Verschwundene Notizbücher

Den Berichten zufolge reichte die Universität am vergangenen Dienstag Klage ein. Der Doktorand habe im Jahr 2008 mit seiner Doktorarbeit begonnen, für die er herausgefunden habe, wie sich Augentropfen mithilfe von Nanotechnologie besser im Auge verteilen lassen, schreibt die "New York Times".

Etwa drei Jahre später habe sein Professor die Erkenntnisse an die Pharmafirma weitergegeben. In der Klageschrift heißt es laut "New York Times", der Professor und seine Frau hätten dafür gesorgt, dass die Notizbücher des Doktoranden verschwänden, in denen er seine Forschungsergebnisse dokumentiert habe.

Die Regularien der Universität sehen vor, dass ein Drittel der Einkünfte, die die Hochschule aus Patenten generiert, an den Erfinder gehen.
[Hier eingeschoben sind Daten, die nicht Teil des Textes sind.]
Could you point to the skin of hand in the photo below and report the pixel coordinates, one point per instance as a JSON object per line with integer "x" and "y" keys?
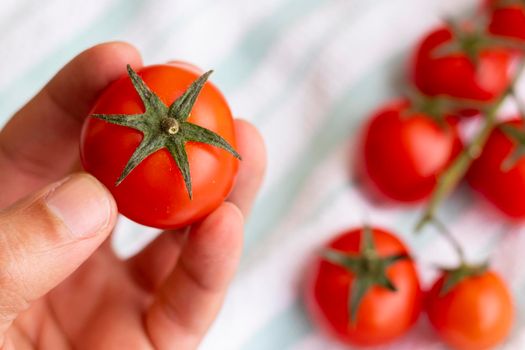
{"x": 61, "y": 285}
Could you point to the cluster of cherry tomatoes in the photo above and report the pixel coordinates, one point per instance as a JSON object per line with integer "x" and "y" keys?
{"x": 364, "y": 289}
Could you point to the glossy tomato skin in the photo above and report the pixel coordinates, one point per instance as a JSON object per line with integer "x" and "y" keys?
{"x": 403, "y": 152}
{"x": 154, "y": 194}
{"x": 455, "y": 75}
{"x": 383, "y": 315}
{"x": 476, "y": 314}
{"x": 507, "y": 20}
{"x": 504, "y": 188}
Mit dem restlichen Geld sollen Kosten gedeckt und dann weitere Forschung und andere Hochschulaktivitäten finanziert werden.

Der Professor hat bereits im Januar gekündigt. Es ist offenbar nicht der erste Ärger, den er mit der Hochschule hat. Im vergangenen Herbst berichteten US-Medien, er habe über Jahre hinweg Studenten für private Haushaltsarbeiten wie Rasenmähen und Blumengießen eingespannt.